Your comments may cause the panelists to reconsider their conclusions and, at the very least, will become part of the public record on these hearings.
If you can report on a case of early or delayed development, learning disorders, reproductive and/or thyroid problems, please write to CERHR Director Dr. Michael D. Shelby. Your letter should include your name and contact information. A sample letter is provided below-feel free to alter it so that it expresses your thoughts in your own words. Please state that you are writing as a concerned private citizen. The deadline for submissions is DECEMBER 8, 2006.
Submissions may be sent to by email, fax or mail to
Dr. Michael D. Shelby, CERHE Director
PO Box 12233
Research Triangle Park, NC 27709
(919) 316-4511 Fax
Shelby (at) niehs.nih.gov
Please feel free to broadcast this important Action Alert to other
individuals and organizations. Thank you!
Sally Fallon, President
Dear Dr. Shelby:
I am writing to comment on the National Toxicology Program’s draft reports on Genistein and Soy Formula.

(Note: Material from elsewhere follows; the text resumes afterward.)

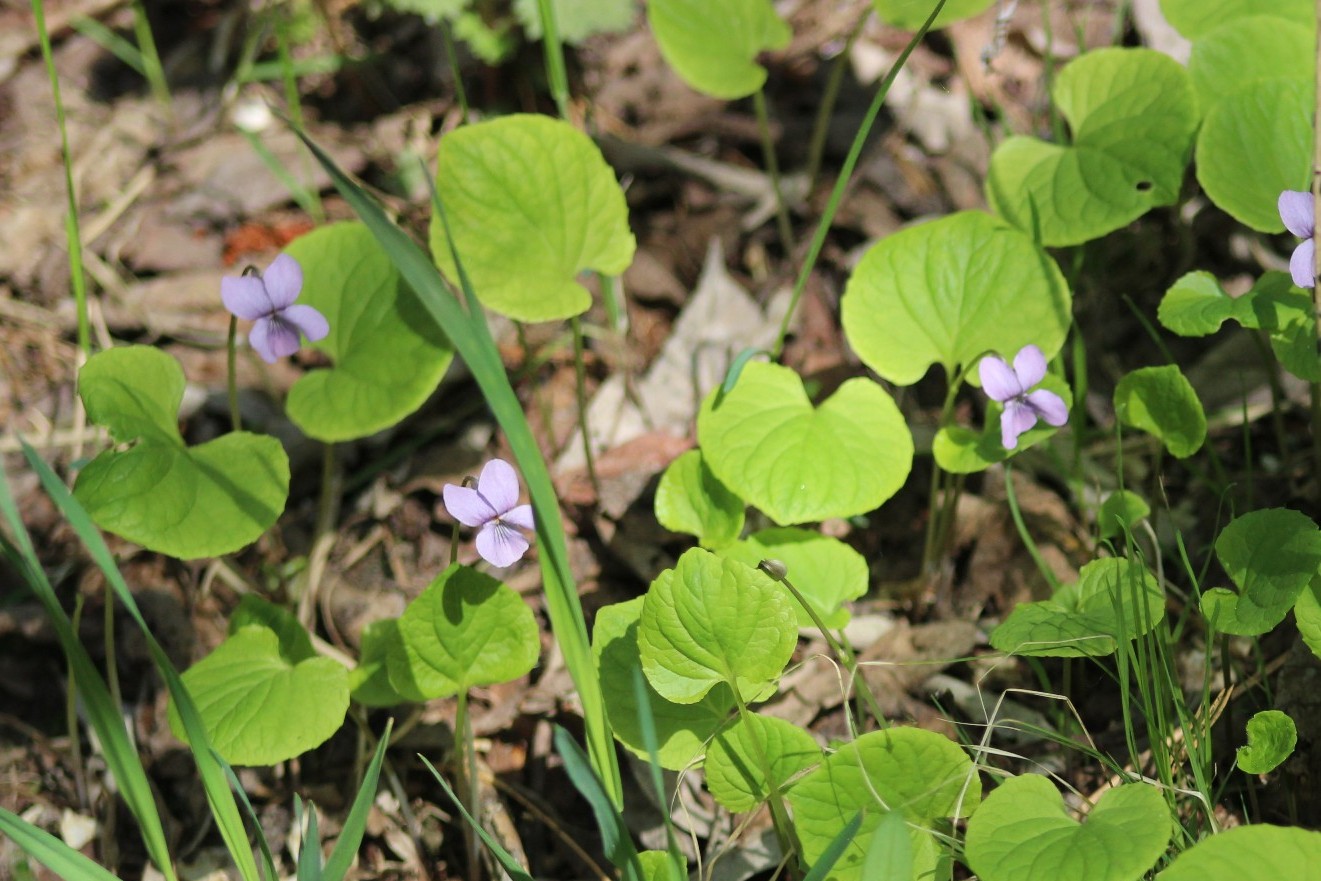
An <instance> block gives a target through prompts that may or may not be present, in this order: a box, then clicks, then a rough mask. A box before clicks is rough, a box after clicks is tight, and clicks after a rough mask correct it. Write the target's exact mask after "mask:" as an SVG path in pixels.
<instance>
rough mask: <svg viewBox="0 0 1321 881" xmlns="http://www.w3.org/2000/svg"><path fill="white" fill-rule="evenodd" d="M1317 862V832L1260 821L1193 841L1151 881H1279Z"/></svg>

I am deeply concerned about the expert panel’s conclusion that soy infant formula should be considered “safe until proven otherwise.” Although the panel raises valid questions about the quality of many of the studies they examined, the failure of researchers to prove absolute danger does not prove safety, and many studies indicate that safety must not be assumed. Over the years, expert independent scientists — including leading toxicologists from the FDA’s and NIEHS’s own laboratories — have expressed serious concerns about the effect of soy phytoestrogens on brain, thyroid and reproductive development. We need to take their conclusions seriously.
I believe the United States should follow the examples of the Israeli Health Ministry and British Dietetic Association to warn parents and pediatricians about the potential dangers of soy infant formula. NIEHS should recommend that babies not receive soy infant formula except as a last resort. Better yet, we should also follow the example of the French Food Agency, which will soon require manufacturers to remove almost all the isoflavones from soy infant formula. These actions would help protect our babies.
I personally know of the dangers of soy infant formula because ______________(please briefly state what happened to you, your children or friends’ children etc. i.e. allergies, learning disabilities, digestive distress, premature puberty, infertility, menstrual disorders, etc). I am making this a part of the public record in the hope of saving other babies from this fate.
I hope this letter will encourage the panel to reconsider its conclusions and to commit to the precautionary principle of “better safe than sorry.”